At the time, Baltimore displayed these and other troubling characteristics. Between 1963 and 1965, a committee of religious leaders visited many of the country's most distressed urban areas. In Milwaukee, Detroit, Cleveland, Oakland, Chicago and Baltimore, this group documented deep structural racial disparities. The report from Baltimore made the following observations: "Corruption in law enforcement is great . . . police brutality is common." The report went on to describe how this information, well-known by African Americans, often failed to reach the wider public: "stories are written by reporters but are changed or killed by the editors or owners of the newspapers." As to the attitude of local whites, the report explained that most remained "opposed to any kind of action. All can give you reasons why something should not be done at this time."
Though in myth we remember a non-violent struggle, civil rights history reveals that violence always danced around the movement's fringe. Leaders struggled to stay the path of peace, but undisciplined youth often sabotaged movement aims by breaking ranks and venting their frustration. Indeed, during King's final campaign in Memphis, unruly elements threw rocks, broke store windows, and looted. Careful observers understood and distinguished between the valid goals black Americans sought and the violence that they could not control, but critics nonetheless used these sensational outbursts to cast doubts over the entire civil rights endeavor. Many conservative whites regarded King as a trouble-maker, agitator, and rabble-rouser.
In civil rights history, the great legislative achievements of 1964 and 1965 take their rightful place, not as unqualified triumphal endpoints, but as partial solutions to some of the factors in a larger problem. The deep structural issues of race-based urban poverty, residential confinement, and unequal schooling remained largely untouched. Thus, some African Americans benefited stupendously from these laws, but many saw no gains at all. Many whites, having never grasped the structural dimensions of America's race problems, also failed to understand the inadequacy of this legislation. They scratched their heads when, in 1968 alone, major rioting broke out in 110 American cities. Had not the country laid the axe to the root of injustice? Thus began the great civil rights counter myth: America had acted decisively to guarantee equal rights, so surely these problems all ensued from the weakness and character flaws of blacks themselves.

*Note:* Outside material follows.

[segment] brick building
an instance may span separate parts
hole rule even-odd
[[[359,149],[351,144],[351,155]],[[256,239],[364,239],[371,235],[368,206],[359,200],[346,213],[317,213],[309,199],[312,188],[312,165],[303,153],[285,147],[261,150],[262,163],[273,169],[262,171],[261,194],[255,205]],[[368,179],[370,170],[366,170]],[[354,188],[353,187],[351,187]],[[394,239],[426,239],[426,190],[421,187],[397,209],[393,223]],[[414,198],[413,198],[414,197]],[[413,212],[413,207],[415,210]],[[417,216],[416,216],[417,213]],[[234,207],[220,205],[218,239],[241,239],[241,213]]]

In civil rights history, the problems of race-based urban poverty, residential segregation, and inferior schooling, unaddressed and unsolved by the landmark civil rights legislation of the 1960s, worsened in subsequent decades with the decline and departure of major manufacturing from these areas. And the addition of yet another new and profoundly discriminatory institution -- the War on Drugs -- piled the obstacles faced by African Americans to new heights. Even though whites and blacks use drugs at roughly the same rates (studies show slightly higher use for whites in certain demographics), the mis-policing of black communities in recent decades has disproportionately penalized black men, saddling them with police records, prison sentences, and legal fees that exact a debilitating toll.
How does civil rights history help us think about Baltimore? Above all, it should frame recent events in the city in an unfolding, ongoing and still incomplete narrative of struggle. When looking at Baltimore, we should cast off the mythological lens of a post-racial America where blacks have equal opportunities. Without those glasses, we might achieve the same clear-sighted moral vision about the injustice of disparate treatment under the law -- and its multiplying effects -- that we exercise retrospectively regarding the historic denial of voting rights. We might ask hard questions about the causes and consequences of economic inequality. We might reject school segregation, whether achieved by white flight or any other means. Above all, we might recognize that in urban America, conditions remain that would suck the life out of the most hearty and robust of any race.